The reaction has created much more energy than can come from chemical reactions—a very important result.The term COP is not a particularly useful measure of the viability of the Ni:H system as a power source—since COP is determined as much or more by the experiment configuration than whether the reaction produces a lot, or a little energy.Probably more useful in this case is the energy output per mole—which is apparently greater than 100Mj/.034 moles, or about 3 109 joules per mole. Controlling highly exothermic reactions is a challenge. Doing it by controlling reaction temperature probably isn’t a workable solution given the temperature rise occurring in a material of modest thermal conductivity. At some point hot spots may form affecting the crystalinity of the nickel.Possibly this could limit the reaction rate.
Did you provide the flow meter for this experiment, Jed?
Did you provide the flow meter for this experiment, Jed?
No, I had nothing to do with it.
It is pretty good flowmeter though. I like that type. Bob Higgins posted a photo of this model in Vortex, with this description:Quote
When one cup fills to 10g of water, it flows over and presents the other cup. Each flop causes a magnet to pass a reed switch which causes a pulse. Parkhomov said he measured a noise of about +/- 0.1 g for each flop. The +/- 0.1 g may not have been the repeatability or noise - for example the left cup could be 9.9g and the right cup 10.1g depending on the level of the system.

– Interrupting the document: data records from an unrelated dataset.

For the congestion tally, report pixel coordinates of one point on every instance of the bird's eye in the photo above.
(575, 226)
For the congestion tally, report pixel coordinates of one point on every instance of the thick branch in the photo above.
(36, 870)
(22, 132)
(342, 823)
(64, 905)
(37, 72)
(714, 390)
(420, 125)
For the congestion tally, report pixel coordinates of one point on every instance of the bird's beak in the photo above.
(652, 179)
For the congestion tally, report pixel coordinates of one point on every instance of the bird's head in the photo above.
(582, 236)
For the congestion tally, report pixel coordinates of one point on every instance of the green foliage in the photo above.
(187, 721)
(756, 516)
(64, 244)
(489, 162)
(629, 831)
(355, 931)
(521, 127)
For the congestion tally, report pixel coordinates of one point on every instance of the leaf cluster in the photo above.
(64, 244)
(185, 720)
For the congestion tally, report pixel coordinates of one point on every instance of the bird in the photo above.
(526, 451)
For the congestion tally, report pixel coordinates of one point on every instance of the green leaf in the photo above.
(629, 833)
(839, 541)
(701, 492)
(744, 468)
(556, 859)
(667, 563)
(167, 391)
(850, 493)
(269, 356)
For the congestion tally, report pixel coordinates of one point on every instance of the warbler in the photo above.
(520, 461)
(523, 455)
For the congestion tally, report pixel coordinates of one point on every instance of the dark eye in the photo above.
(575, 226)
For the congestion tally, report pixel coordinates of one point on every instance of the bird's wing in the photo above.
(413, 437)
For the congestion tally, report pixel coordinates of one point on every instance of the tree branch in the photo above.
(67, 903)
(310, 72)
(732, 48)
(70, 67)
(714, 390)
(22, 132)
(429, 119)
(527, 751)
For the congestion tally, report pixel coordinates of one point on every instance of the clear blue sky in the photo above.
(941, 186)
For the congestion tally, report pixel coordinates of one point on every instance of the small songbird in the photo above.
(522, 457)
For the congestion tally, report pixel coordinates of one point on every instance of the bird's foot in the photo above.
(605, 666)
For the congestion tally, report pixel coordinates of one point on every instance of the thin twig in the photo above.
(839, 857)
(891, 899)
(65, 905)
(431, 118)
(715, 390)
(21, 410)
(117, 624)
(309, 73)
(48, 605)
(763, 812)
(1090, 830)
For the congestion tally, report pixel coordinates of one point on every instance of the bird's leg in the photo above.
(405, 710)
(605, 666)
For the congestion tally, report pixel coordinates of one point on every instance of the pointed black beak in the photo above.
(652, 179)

My comment: Ed Storms and Mike McKubre both used this style of mass-flow meter. This has some advantages over turbine types, calorimetric types (that heat the water) and others described here:
The direct mass flow ones are less likely to clog up, and they are accurate over a broad range of flow rates.

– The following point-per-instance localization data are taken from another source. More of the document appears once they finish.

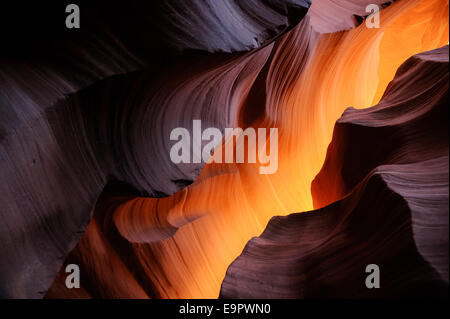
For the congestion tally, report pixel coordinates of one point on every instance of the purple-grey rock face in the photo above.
(385, 187)
(83, 107)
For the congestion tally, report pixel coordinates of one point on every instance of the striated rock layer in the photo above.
(387, 174)
(302, 88)
(83, 107)
(88, 112)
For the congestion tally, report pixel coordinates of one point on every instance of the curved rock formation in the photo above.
(75, 116)
(83, 110)
(394, 216)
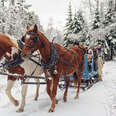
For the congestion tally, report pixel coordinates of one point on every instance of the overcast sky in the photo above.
(55, 9)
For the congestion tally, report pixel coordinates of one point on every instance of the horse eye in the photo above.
(27, 36)
(35, 39)
(22, 39)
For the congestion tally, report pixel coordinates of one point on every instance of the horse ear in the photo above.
(35, 28)
(28, 28)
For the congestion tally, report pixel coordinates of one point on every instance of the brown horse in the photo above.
(9, 53)
(57, 61)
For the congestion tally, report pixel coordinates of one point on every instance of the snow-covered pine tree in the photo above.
(68, 27)
(96, 20)
(109, 16)
(15, 16)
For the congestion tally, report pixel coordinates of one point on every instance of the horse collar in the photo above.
(54, 57)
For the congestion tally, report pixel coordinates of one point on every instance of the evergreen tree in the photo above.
(109, 16)
(96, 21)
(68, 27)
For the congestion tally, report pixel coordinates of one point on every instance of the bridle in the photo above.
(35, 39)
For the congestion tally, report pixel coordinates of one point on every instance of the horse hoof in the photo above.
(20, 110)
(56, 101)
(75, 97)
(51, 110)
(35, 99)
(16, 103)
(65, 99)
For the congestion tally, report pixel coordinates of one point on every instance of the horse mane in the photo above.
(11, 41)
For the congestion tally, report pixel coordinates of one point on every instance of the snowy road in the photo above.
(99, 100)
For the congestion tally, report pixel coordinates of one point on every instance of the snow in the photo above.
(99, 100)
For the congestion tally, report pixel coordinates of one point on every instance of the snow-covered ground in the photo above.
(99, 100)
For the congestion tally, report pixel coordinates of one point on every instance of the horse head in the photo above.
(31, 41)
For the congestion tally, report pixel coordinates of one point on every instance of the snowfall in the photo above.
(99, 100)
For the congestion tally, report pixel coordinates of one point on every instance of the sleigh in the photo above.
(88, 77)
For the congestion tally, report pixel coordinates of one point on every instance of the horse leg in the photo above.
(10, 84)
(37, 90)
(67, 81)
(23, 93)
(54, 92)
(79, 83)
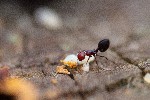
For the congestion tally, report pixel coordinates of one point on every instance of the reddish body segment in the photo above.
(103, 45)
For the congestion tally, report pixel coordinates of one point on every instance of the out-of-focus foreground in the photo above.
(36, 34)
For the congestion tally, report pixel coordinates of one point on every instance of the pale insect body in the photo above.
(86, 56)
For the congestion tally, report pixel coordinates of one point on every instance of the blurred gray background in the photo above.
(35, 27)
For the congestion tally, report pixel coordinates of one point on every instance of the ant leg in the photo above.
(54, 73)
(103, 57)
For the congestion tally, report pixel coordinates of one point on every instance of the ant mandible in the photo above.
(90, 55)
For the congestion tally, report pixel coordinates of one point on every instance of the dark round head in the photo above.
(103, 45)
(81, 55)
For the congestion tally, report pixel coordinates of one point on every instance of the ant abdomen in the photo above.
(103, 45)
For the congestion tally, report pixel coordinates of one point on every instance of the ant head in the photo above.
(103, 45)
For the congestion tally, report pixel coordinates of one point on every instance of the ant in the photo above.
(86, 56)
(82, 58)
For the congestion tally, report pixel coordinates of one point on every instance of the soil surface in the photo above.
(38, 51)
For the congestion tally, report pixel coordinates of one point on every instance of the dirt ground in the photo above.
(32, 51)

The Q&H from Higgins does not have much detail, but I like what I see so far. The calorimetry is much better than it was in Parkhamov's earlier experiments.
I've used some flowmeters based on coriolis effects, specifically from Micro-Motion. They are expensive (about $5k each) but I have had good luck buying used from ebay for under $200. and sending them to factory authorized calibration shops. The advantage is that they work with 2-phase flow as long as the quality is reasonable. Liquid with gas bubbles is OK, as is gas with some droplets. They don't handle slug flow very well. That was needed in my application measuring flow of liquid oxygen just a few degrees below saturation. They are legal for trade, but the problem is that you have to trust them, as there is no corollary to filling a known cup and dumping it.